Lead Bioinformatician

Everyone should have access to innovative therapies that represent the promise of lasting cures. At Theolytics we are working to transform patients’ lives, through world leading science, with a great team. Our discovery platforms harness the power of viruses to systematically identify therapies optimised for a chosen patient population, with a focus on oncology (


We are looking for a Lead Bioinformatician to join our multidisciplinary and dynamic team. The successful applicant will be supporting the identification and development of therapeutics at the interface of cancer and virology. The role will include developing strategies to analyse viral diversity; exploring viral evolution and functional genomics; and collaborating across projects to deliver strategic research and development goals.


This position represents an excellent opportunity for someone to drive bioinformatics research in a translational setting, building a team to drive and enable the development of novel therapeutics to clinical application. The role would ideally suit a Senior Bioinformatician looking to develop their career and embrace the challenge of developing Theolytics’ informatics strategy. We are looking for a self-starter with excellent communication skills, who can interact with a diverse group of scientific disciplines and is happy to jump in when required in what will be an exciting work environment.  

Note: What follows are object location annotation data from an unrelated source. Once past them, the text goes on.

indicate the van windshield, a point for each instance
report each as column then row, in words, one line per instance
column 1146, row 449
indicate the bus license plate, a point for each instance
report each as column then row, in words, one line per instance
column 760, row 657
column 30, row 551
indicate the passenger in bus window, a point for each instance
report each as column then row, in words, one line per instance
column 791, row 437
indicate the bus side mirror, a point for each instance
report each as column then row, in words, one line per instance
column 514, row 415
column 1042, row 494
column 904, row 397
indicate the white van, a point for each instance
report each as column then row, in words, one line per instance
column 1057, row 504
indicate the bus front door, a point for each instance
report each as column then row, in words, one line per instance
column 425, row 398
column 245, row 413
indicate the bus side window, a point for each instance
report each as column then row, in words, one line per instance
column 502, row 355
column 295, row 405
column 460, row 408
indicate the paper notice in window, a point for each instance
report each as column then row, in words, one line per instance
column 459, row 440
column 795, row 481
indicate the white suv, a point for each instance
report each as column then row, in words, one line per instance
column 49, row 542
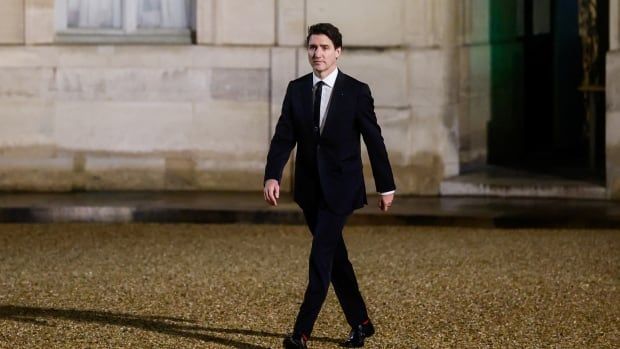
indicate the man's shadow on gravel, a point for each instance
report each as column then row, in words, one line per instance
column 160, row 324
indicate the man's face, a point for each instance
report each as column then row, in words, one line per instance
column 322, row 55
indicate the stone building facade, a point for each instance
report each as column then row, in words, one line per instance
column 140, row 113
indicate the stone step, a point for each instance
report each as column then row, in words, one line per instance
column 507, row 183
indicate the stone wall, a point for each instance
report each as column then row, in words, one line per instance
column 200, row 116
column 103, row 117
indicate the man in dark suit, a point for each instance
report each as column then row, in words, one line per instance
column 325, row 113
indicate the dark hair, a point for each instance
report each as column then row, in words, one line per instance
column 328, row 30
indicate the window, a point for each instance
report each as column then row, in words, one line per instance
column 124, row 21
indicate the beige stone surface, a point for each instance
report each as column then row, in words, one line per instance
column 27, row 57
column 612, row 88
column 362, row 22
column 130, row 84
column 433, row 78
column 40, row 173
column 230, row 175
column 385, row 72
column 245, row 22
column 12, row 22
column 205, row 21
column 25, row 83
column 123, row 127
column 118, row 172
column 231, row 131
column 154, row 56
column 39, row 22
column 428, row 23
column 25, row 124
column 291, row 24
column 476, row 21
column 283, row 70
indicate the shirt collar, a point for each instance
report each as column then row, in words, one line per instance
column 329, row 80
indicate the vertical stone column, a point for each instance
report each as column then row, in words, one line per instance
column 205, row 22
column 39, row 22
column 12, row 22
column 612, row 90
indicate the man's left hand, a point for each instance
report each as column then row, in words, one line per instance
column 385, row 202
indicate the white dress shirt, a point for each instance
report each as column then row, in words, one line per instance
column 326, row 94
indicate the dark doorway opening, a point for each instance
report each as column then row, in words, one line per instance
column 540, row 119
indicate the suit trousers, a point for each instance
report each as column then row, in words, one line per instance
column 329, row 261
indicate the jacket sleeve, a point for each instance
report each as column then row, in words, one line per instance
column 283, row 141
column 371, row 133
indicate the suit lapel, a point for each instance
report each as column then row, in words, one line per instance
column 306, row 100
column 337, row 93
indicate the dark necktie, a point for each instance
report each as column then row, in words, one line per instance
column 316, row 109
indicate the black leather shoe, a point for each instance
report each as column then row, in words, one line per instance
column 358, row 334
column 295, row 342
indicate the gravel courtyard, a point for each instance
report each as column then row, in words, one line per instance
column 239, row 286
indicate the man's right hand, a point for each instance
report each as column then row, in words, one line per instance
column 271, row 192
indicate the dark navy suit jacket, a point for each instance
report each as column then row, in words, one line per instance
column 330, row 161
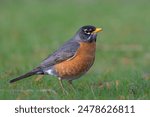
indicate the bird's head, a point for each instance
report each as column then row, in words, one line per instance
column 88, row 33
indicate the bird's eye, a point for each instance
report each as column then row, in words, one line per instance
column 87, row 32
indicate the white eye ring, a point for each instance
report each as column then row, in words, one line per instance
column 88, row 33
column 85, row 31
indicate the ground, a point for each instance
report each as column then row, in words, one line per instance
column 31, row 30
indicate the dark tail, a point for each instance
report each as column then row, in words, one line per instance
column 33, row 72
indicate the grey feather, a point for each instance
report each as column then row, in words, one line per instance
column 67, row 51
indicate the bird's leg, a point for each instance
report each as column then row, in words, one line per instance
column 62, row 87
column 71, row 85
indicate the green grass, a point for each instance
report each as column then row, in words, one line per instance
column 32, row 29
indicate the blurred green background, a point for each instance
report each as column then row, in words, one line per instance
column 32, row 29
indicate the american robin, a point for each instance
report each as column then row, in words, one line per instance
column 70, row 61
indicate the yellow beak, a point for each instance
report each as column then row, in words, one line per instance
column 97, row 30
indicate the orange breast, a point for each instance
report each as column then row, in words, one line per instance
column 78, row 64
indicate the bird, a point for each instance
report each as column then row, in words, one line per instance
column 72, row 60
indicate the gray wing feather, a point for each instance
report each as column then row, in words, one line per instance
column 67, row 51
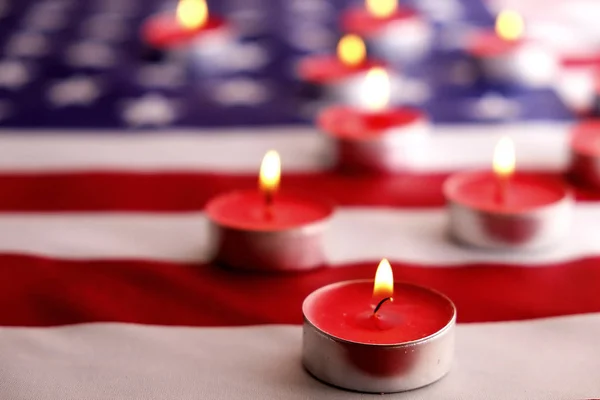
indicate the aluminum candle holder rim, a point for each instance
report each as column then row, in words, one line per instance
column 451, row 322
column 328, row 122
column 300, row 228
column 581, row 129
column 217, row 24
column 366, row 65
column 450, row 184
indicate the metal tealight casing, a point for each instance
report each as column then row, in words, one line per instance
column 374, row 368
column 530, row 229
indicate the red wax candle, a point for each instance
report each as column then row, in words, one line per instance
column 338, row 77
column 396, row 35
column 352, row 343
column 163, row 31
column 585, row 154
column 517, row 211
column 380, row 141
column 487, row 44
column 361, row 22
column 268, row 231
column 506, row 56
column 326, row 70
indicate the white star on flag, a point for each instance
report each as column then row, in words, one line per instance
column 493, row 106
column 77, row 90
column 5, row 109
column 13, row 74
column 28, row 44
column 150, row 110
column 91, row 54
column 245, row 57
column 107, row 27
column 242, row 91
column 45, row 19
column 161, row 76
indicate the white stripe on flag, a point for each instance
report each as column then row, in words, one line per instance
column 543, row 359
column 356, row 234
column 449, row 148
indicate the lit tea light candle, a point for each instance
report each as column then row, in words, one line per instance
column 336, row 77
column 378, row 337
column 585, row 154
column 266, row 230
column 191, row 27
column 501, row 209
column 396, row 34
column 506, row 56
column 374, row 138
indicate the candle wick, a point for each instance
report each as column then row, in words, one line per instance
column 381, row 303
column 502, row 183
column 269, row 200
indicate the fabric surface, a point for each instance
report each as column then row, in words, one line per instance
column 113, row 235
column 107, row 290
column 537, row 360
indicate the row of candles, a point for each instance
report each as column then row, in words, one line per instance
column 382, row 336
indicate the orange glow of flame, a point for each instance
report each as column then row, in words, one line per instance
column 384, row 280
column 381, row 8
column 192, row 14
column 270, row 172
column 504, row 158
column 376, row 89
column 510, row 25
column 351, row 50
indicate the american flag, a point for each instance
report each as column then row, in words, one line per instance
column 107, row 289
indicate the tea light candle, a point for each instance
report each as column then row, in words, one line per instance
column 264, row 230
column 503, row 210
column 379, row 337
column 376, row 139
column 397, row 35
column 585, row 154
column 505, row 56
column 336, row 79
column 190, row 29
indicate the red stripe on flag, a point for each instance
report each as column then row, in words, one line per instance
column 43, row 292
column 120, row 191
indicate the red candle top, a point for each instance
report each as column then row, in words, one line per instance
column 246, row 210
column 585, row 138
column 364, row 23
column 523, row 192
column 345, row 310
column 353, row 123
column 166, row 31
column 489, row 44
column 505, row 39
column 324, row 69
column 262, row 210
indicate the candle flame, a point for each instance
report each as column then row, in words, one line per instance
column 270, row 172
column 384, row 280
column 504, row 157
column 381, row 8
column 351, row 50
column 510, row 25
column 192, row 14
column 376, row 88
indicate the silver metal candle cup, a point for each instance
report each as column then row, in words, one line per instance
column 393, row 150
column 529, row 65
column 348, row 90
column 404, row 41
column 372, row 368
column 295, row 249
column 530, row 229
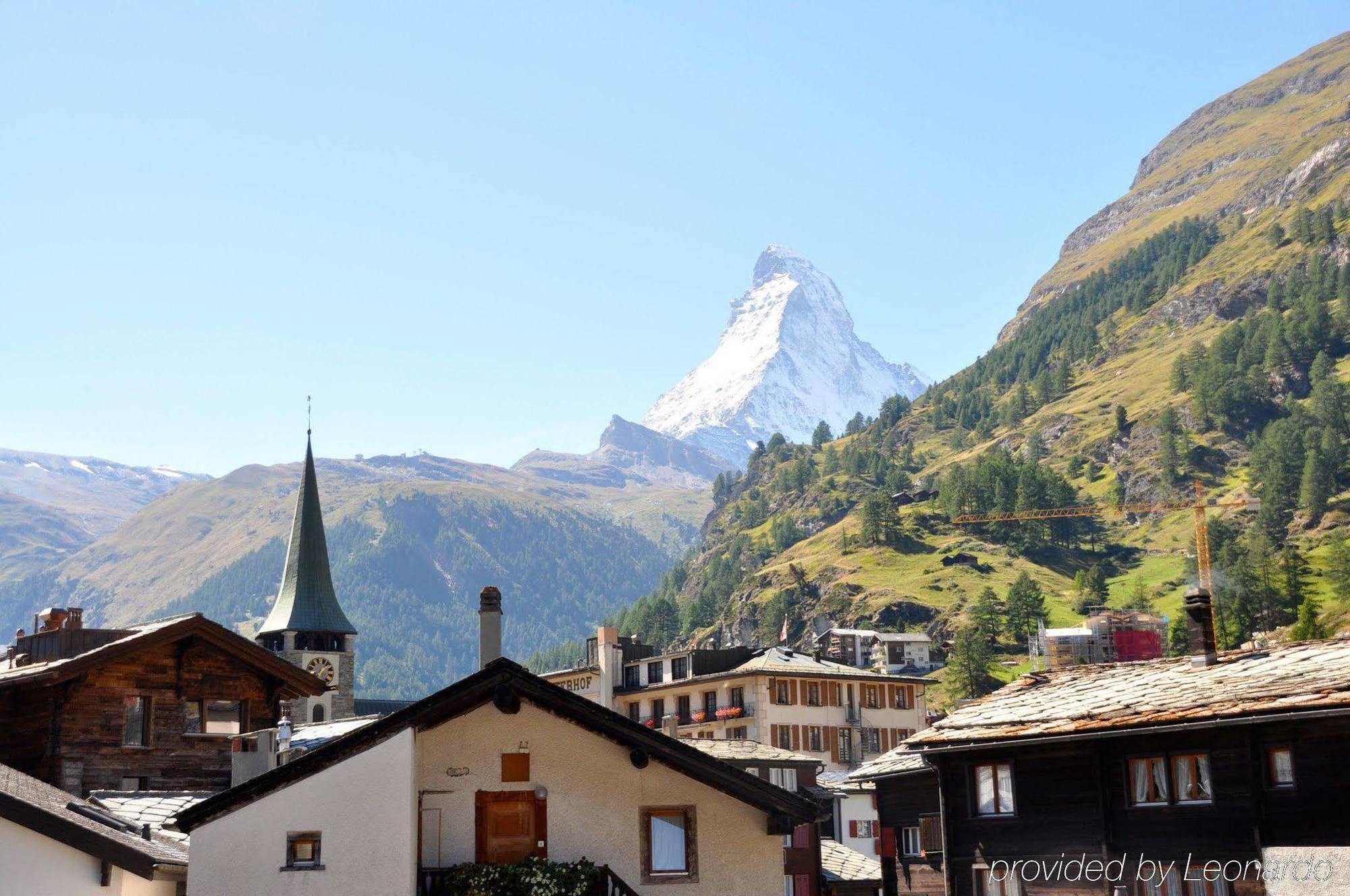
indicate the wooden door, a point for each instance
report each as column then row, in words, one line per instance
column 511, row 825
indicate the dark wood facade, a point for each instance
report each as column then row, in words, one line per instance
column 1074, row 800
column 67, row 727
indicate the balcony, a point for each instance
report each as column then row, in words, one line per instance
column 529, row 878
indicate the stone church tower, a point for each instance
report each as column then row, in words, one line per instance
column 307, row 624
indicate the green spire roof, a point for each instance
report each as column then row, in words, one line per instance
column 307, row 601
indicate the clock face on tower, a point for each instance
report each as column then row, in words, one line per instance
column 323, row 669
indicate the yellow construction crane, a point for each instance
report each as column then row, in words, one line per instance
column 1198, row 507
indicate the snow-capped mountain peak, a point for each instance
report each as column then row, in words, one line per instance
column 788, row 360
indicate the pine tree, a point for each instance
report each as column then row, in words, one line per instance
column 1309, row 627
column 988, row 615
column 1025, row 607
column 969, row 663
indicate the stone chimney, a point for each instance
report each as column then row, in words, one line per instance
column 611, row 661
column 489, row 625
column 1199, row 613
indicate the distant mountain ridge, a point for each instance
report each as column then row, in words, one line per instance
column 788, row 360
column 628, row 453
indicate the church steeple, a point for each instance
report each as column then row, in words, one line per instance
column 307, row 625
column 307, row 601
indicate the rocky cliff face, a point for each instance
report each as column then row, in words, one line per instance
column 788, row 360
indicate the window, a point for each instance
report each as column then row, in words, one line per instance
column 1191, row 775
column 994, row 790
column 1279, row 767
column 785, row 778
column 669, row 844
column 303, row 851
column 217, row 717
column 998, row 883
column 1148, row 781
column 136, row 721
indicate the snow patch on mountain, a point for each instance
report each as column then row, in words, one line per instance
column 788, row 360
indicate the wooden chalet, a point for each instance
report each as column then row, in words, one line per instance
column 151, row 706
column 1195, row 777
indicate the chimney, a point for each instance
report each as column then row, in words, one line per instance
column 1199, row 613
column 489, row 625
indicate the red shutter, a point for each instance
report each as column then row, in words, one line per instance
column 889, row 843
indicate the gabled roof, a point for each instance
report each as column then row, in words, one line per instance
column 151, row 808
column 44, row 809
column 1244, row 686
column 842, row 864
column 148, row 635
column 503, row 682
column 307, row 601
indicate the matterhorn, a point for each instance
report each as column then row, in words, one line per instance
column 788, row 360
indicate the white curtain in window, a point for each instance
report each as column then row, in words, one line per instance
column 1160, row 778
column 1182, row 774
column 1283, row 766
column 668, row 843
column 985, row 789
column 1005, row 789
column 1140, row 781
column 1202, row 764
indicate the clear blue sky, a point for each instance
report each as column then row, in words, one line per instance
column 479, row 230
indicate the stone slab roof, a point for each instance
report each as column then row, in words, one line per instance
column 898, row 762
column 56, row 814
column 842, row 785
column 1083, row 700
column 151, row 808
column 842, row 864
column 734, row 751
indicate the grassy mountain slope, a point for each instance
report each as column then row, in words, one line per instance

  • Perform exploratory analyses to uncover novel insights from viral and cancer genomics datasets.

  • Lead the development of a bioinformatics team and informatics infrastructure to expertly drive data science efforts at Theolytics.

  • Work closely with lab-based scientists to guide NGS experiment design and derive meaningful insights from analyses.

  • Design and implement pipelines to process NGS (Illumina and Oxford Nanopore) datasets.

  • Collate and present findings at internal and external meetings.

  • Cultivate collaborations with external specialists.

  • Contribute to key strategic documents, including reports, presentations and patent applications.

Candidate Profile


  • A PhD or equivalent experience in microbiology/cancer biology/virology and an interest in virus genomics.

  • Several years’ experience in a Bioinformatics role within biotech or a relevant academic setting.

  • Ability and insight to develop a bioinformatics team encompassing systems administration (cloud computing), software and database development, and cutting-edge research bioinformatics.

  • Proven track record in driving research projects to successful completion and experience managing, supervising, or mentoring junior colleagues.

  • Experience processing raw sequencing data with a proven track record of extracting actionable insights from NGS datasets.

  • Ability to communicate effectively within a multidisciplinary environment to drive decision making in NGS projects.

  • Proficient in Python programming and some experience with other programming languages (e.g. R for statistics, JavaScript for web UI or visualisation, C++ for simulation, etc.)

  • Comfortable working in and maintaining a UNIX-like environment.

  • Experience of industry-standard bioinformatics software, including for long- and short-read alignment (e.g. minimap2, bowtie2), for QC (e.g. FastQC, fastp), for manipulation (e.g. samtools, picard tools), and for visualisation (e.g. IGV).

  • Experience with version control software (e.g. Git, Bitbucket).

  • Confident leading bioinformatics projects independently, seeking expertise through external collaboration where needed, to shape bioinformatics strategy at Theolytics.

Desirable - these are a great to have and we would be keen to hear from candidates who have a mixture of any of these.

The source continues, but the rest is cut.